According to the Centers for Medicare & Medicaid Services, if you are eligible for home health benefits under Original Medicare, you will pay nothing for covered home health services. But the costs can change based on the type of services you need and the plan you have. So, how much does Medicare pay for home health care in different situations?

Quick Summary

Medicare pays 100% for covered home health services for eligible beneficiaries who are homebound and require intermittent skilled care. However, beneficiaries are responsible for 20% coinsurance for durable medical equipment after meeting the Part B deductible. Coverage differs between Original Medicare and Medicare Advantage plans.

Key Points

  • $0 for Covered Services: Under Original Medicare, there is no copay or deductible for intermittent skilled nursing care or therapy services if you meet eligibility rules.

  • Costs for Durable Medical Equipment (DME): For medically necessary DME like walkers or wheelchairs, you pay 20% of the Medicare-approved amount after meeting the Part B deductible ($257 in 2025).

  • Homebound Requirement: You must be certified by a doctor as homebound, meaning leaving your home is difficult and requires assistance, to qualify for Medicare home health benefits.

  • Difference in Medicare Advantage Plans: Medicare Advantage plans must cover the same benefits as Original Medicare, but they may have different cost-sharing rules, deductibles, and provider networks.

  • What's Not Covered: Medicare generally does not cover 24-hour care, homemaker services, meal delivery, or personal care if that is the only care you need.

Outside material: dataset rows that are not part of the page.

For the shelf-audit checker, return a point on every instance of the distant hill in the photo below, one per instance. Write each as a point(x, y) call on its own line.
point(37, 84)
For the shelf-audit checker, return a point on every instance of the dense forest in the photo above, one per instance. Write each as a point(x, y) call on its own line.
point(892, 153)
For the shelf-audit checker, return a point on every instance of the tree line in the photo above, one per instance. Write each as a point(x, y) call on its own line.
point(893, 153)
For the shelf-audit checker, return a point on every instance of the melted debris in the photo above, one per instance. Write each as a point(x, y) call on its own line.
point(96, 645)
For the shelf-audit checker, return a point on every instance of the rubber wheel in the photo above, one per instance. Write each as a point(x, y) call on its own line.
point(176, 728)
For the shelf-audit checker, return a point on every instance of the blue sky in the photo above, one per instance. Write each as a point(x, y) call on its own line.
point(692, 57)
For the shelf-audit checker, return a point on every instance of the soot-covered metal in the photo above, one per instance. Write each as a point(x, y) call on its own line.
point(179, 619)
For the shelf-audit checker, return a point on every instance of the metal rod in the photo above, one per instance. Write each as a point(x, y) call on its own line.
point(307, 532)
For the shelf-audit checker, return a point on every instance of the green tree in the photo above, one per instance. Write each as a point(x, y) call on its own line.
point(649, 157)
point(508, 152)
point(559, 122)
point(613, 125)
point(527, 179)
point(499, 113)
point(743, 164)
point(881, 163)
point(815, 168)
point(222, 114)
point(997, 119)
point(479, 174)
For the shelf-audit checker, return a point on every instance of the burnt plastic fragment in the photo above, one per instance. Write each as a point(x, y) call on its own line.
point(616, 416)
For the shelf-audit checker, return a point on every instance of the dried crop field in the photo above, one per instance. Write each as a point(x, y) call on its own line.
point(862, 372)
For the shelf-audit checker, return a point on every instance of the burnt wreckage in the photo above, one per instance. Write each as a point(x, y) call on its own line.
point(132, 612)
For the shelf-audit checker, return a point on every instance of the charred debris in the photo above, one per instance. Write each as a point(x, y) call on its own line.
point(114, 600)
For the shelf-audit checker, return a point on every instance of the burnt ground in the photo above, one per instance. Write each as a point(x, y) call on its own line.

  • Medicare-Certified Agency: To receive coverage, home health services must be provided by a Medicare-certified agency under a doctor's plan of care.

In This Article

Understanding Medicare's Coverage for Home Health

Home health care helps individuals recover from an illness or injury in the comfort of their home. For many, the central question is how much does Medicare pay for home health care? The answer depends on your specific circumstances, including your eligibility and the type of care you need. Original Medicare (Parts A and B) and Medicare Advantage (Part C) provide coverage, but with key differences in out-of-pocket costs and rules.

Original Medicare: Your Home Health Costs

If you have Original Medicare (Part A and/or Part B) and meet the eligibility requirements, your financial responsibility for covered home health services is relatively straightforward. You pay nothing for the medically necessary skilled services you receive at home. However, there's a different cost structure for durable medical equipment (DME).

Here’s a breakdown of your costs under Original Medicare:

  • Covered Skilled Services: $0 cost for part-time or intermittent skilled nursing care, physical therapy, speech-language pathology, and occupational therapy, as long as it's provided by a Medicare-certified home health agency.
  • Durable Medical Equipment (DME): You pay 20% of the Medicare-approved amount for medically necessary DME, such as a wheelchair, walker, or hospital bed. This cost is paid after you have met your annual Medicare Part B deductible, which is $257 in 2025.
  • Medical Supplies: The home health agency provides covered medical supplies, such as wound dressings and catheters, and you pay nothing for them.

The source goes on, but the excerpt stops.